元「変な学校先生」私ふじもんが、ただ今世界を駆け巡っています!世界の今と僕の魂をお届けしますので、ぜひお読み下さ~い!

【ふじもん世界放浪「放学記」第5章アフリカ編 『アフリカの子ども達へ』次なる世代への僕の願い。】

2014-02-11 06:28:37 | 日記
2014年2月10日。


《南アフリカだけに限った話ではない。でも、この地で強く感じた。アフリカの子ども達よ、あなたたちの祖先が感じてきた痛みや苦しみを、次の世代に引き継がないでほしいと。》


何が真実なのか?何が正しことなのか?

愚かで小さな僕には何も分からない。

でも、感じるものはある。考えることもできる。

だから僕は、自分の考えを、感性を、魂を、少しでも表現したいと思っている。



アフリカを旅していると、頻繁にこう言われる。「チャイニーズ!」とか「ニーハオ!」とか。

別にそれはいい。良くない部分もあるけど、別にいい。

そもそも彼らは「アジア人」の顔を見て、どこの国の人なのかなど区別はつかないのだ。だから、とりあえずアジア人の顔を見たら「チャイニーズ!」だし、「ニーハオ!」なのである。だって、比率で言ったら圧倒的に中国人が多いのだし、特に中国人のアフリカへの進出は凄まじいものがあるから、当然そうなるのだろう。


しかし問題は、その裏にある。


たまに、こう言ってくる子ども達がいる。

「チン・チョン・チャン」みたいな、中国語の発音を真似てくる子ども達だ。

彼らはバカにしているのだ、アジア人を。

彼らはだいたいそう言うと、僕から走って逃げていく。自分が何をしているのか分かっているのだろう。

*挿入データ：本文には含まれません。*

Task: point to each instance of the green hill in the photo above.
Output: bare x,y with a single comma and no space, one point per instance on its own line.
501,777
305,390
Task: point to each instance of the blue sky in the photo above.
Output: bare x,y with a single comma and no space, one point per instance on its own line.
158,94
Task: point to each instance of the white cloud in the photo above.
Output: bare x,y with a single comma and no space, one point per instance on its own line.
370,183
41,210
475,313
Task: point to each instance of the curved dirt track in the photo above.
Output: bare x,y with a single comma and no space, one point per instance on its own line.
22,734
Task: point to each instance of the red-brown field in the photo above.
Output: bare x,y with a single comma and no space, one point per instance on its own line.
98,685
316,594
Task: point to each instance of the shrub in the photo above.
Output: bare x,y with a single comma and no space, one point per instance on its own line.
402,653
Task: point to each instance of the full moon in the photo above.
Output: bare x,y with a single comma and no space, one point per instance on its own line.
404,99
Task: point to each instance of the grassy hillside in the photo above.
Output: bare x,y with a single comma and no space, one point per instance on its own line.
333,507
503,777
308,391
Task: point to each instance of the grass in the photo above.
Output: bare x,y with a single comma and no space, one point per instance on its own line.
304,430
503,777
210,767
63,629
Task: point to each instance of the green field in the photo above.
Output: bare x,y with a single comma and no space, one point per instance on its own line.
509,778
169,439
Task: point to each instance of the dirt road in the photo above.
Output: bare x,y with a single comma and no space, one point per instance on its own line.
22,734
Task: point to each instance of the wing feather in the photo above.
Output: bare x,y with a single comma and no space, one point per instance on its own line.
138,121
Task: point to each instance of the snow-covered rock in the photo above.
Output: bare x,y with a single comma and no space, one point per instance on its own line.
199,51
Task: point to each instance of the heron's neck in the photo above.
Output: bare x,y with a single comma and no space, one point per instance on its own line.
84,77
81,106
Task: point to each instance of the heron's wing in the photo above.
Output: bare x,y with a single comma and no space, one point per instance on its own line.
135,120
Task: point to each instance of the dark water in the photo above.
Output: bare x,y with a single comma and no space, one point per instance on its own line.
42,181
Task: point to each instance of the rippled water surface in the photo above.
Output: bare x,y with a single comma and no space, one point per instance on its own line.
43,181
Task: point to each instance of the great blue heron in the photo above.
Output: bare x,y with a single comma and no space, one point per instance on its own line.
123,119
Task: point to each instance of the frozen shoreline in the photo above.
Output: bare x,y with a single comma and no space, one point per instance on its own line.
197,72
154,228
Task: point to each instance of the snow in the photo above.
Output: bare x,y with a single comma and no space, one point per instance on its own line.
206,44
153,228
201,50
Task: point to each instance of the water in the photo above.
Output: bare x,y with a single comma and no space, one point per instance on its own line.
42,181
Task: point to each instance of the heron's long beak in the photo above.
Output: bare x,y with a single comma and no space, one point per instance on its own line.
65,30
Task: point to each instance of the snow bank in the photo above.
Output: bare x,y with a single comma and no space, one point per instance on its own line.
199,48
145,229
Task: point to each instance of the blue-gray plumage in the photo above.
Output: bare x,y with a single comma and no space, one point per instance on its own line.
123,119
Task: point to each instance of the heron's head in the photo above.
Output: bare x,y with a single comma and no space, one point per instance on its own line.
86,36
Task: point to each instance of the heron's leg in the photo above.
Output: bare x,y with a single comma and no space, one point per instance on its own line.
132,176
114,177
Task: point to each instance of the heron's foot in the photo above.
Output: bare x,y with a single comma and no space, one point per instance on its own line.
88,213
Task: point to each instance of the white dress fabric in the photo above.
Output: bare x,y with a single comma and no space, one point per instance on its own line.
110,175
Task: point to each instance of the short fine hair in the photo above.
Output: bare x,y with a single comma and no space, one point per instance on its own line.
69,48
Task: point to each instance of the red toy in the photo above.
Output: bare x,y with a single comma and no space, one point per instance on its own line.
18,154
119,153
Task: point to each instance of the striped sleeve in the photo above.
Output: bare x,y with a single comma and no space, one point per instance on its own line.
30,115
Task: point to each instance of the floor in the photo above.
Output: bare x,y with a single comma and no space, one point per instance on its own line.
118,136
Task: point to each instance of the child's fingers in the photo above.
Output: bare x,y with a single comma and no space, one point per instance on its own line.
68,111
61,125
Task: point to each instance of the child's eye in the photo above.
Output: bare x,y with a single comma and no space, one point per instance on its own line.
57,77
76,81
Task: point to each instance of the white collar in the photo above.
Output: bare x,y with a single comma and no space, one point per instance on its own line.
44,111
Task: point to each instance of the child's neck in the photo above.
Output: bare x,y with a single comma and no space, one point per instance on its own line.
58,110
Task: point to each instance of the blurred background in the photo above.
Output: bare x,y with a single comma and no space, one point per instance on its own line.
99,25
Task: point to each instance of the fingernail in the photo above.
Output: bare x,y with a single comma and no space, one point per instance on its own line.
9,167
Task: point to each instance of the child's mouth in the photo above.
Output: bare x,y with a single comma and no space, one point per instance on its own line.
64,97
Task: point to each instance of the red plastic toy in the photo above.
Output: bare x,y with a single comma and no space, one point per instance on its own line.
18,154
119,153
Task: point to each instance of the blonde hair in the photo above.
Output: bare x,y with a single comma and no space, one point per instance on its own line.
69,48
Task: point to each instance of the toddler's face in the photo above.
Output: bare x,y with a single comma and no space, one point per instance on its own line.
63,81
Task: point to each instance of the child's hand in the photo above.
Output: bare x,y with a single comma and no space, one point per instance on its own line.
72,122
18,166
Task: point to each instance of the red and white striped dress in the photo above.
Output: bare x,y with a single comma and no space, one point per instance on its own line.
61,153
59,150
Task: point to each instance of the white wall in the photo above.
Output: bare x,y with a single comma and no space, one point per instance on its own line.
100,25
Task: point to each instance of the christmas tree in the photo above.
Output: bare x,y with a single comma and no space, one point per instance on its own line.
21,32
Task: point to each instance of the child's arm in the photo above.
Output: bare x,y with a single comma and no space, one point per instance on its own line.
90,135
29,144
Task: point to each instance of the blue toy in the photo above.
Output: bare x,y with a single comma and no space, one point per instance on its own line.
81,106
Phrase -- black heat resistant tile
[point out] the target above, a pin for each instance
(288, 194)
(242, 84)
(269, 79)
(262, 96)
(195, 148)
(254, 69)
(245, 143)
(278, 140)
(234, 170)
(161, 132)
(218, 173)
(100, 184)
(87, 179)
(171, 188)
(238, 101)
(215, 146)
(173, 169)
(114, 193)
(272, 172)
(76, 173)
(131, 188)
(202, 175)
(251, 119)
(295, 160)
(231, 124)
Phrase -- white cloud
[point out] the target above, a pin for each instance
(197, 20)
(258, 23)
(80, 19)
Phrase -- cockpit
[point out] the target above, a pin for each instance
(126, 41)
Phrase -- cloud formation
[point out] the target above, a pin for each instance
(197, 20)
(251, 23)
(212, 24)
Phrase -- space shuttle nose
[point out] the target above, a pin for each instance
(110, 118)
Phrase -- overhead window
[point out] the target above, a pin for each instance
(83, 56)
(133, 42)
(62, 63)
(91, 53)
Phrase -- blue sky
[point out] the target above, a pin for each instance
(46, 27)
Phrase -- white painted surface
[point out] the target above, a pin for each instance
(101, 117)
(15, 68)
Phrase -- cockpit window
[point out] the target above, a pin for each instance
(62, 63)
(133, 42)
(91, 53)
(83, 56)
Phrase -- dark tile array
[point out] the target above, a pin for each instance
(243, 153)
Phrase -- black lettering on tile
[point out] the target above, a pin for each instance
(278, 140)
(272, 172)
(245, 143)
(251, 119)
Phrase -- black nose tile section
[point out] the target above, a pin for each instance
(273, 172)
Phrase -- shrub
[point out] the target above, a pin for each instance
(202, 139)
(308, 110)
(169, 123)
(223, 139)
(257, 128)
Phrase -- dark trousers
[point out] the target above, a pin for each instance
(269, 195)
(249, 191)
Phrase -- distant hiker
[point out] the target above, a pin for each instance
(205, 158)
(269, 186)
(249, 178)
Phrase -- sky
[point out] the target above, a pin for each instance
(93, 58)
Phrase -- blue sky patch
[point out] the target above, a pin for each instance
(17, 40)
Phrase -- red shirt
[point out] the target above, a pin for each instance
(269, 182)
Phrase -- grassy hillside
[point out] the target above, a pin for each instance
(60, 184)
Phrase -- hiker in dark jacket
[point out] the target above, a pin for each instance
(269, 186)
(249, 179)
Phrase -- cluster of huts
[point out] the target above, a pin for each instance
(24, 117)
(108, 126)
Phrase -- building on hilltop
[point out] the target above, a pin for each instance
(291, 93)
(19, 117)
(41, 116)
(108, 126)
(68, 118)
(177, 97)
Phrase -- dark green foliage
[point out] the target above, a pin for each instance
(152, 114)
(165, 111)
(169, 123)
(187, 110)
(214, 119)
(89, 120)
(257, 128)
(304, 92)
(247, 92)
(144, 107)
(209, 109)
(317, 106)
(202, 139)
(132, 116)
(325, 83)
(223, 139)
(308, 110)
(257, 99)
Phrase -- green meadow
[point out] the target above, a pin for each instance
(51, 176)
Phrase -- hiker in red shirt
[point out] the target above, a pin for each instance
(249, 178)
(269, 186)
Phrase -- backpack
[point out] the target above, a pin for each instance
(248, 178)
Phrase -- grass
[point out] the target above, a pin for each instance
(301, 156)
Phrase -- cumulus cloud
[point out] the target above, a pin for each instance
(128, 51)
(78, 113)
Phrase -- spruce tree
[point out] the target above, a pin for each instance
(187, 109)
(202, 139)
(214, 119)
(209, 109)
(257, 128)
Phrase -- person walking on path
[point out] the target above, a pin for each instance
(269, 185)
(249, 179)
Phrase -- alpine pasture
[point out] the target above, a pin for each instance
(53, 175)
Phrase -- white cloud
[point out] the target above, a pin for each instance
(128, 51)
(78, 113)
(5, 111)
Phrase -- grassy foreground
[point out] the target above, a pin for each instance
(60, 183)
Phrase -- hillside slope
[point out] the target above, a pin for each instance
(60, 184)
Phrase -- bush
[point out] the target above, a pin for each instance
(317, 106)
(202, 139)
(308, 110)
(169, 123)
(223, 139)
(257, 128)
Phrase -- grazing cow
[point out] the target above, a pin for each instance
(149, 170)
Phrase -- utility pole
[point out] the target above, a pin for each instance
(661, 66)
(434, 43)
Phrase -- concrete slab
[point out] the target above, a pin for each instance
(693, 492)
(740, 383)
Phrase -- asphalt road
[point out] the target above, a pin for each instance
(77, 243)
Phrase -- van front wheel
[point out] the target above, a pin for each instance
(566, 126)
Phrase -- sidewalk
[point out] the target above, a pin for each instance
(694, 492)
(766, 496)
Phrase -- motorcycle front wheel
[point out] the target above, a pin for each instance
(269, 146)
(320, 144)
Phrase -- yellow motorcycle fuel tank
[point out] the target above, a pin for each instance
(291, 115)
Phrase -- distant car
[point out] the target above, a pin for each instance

先日僕はタウンシップと呼ばれる、いわゆる「有色人種の居住区」を訪れてきた。ここはかつて南アフリカにアパルトヘイト(人種隔離政策)が行われていた時に、白人と区別して黒人やその他の有色人種たちが住まわされてきた地区なのだ。


無邪気に遊ぶ子ども達。

しかし僕が近付くと、彼らは僕が一番嫌な行動をとってきた。

それが「チン・チョン・チャン」と中国語の発音を真似てバカにし、逃げていくというもの。


いつの世もそんなものだ。子どもなんてそんなものなのだろう。しかし・・・


それでいいのだろうか。


僕は思う。

彼ら黒人たちは、痛く苦しい歴史を抱えている。

子ども達は直接は白人たちによる奴隷的な扱いは受けていないだろうが、その影響が残る社会に確実に生きている。

受け継がれた「心の傷」は、きっと魂のどこかに残っているはずである。

差別をされたり不当な扱いを受けたり悪口を言われたり偏見を持たれたりすることが本当に辛いことは、彼らが一番分かっているはずである。

しかし、今その子ども達は、僕らアジア人への蔑視を持ち始めているようだ。

自分たちが受けた苦しみを、他民族・他人種に向けてしまっている。


これは重要なことである。

これは真剣に考えなければならないことなのではないだろうか。


いじめを受けてきた子どもは、やがて「いじめることができる」対象を見つけると、同様にいじめに走るという。

虐待を受けて育った子どもは、自分が大人になると「同じような虐待」を自分の子どもに繰り返すという。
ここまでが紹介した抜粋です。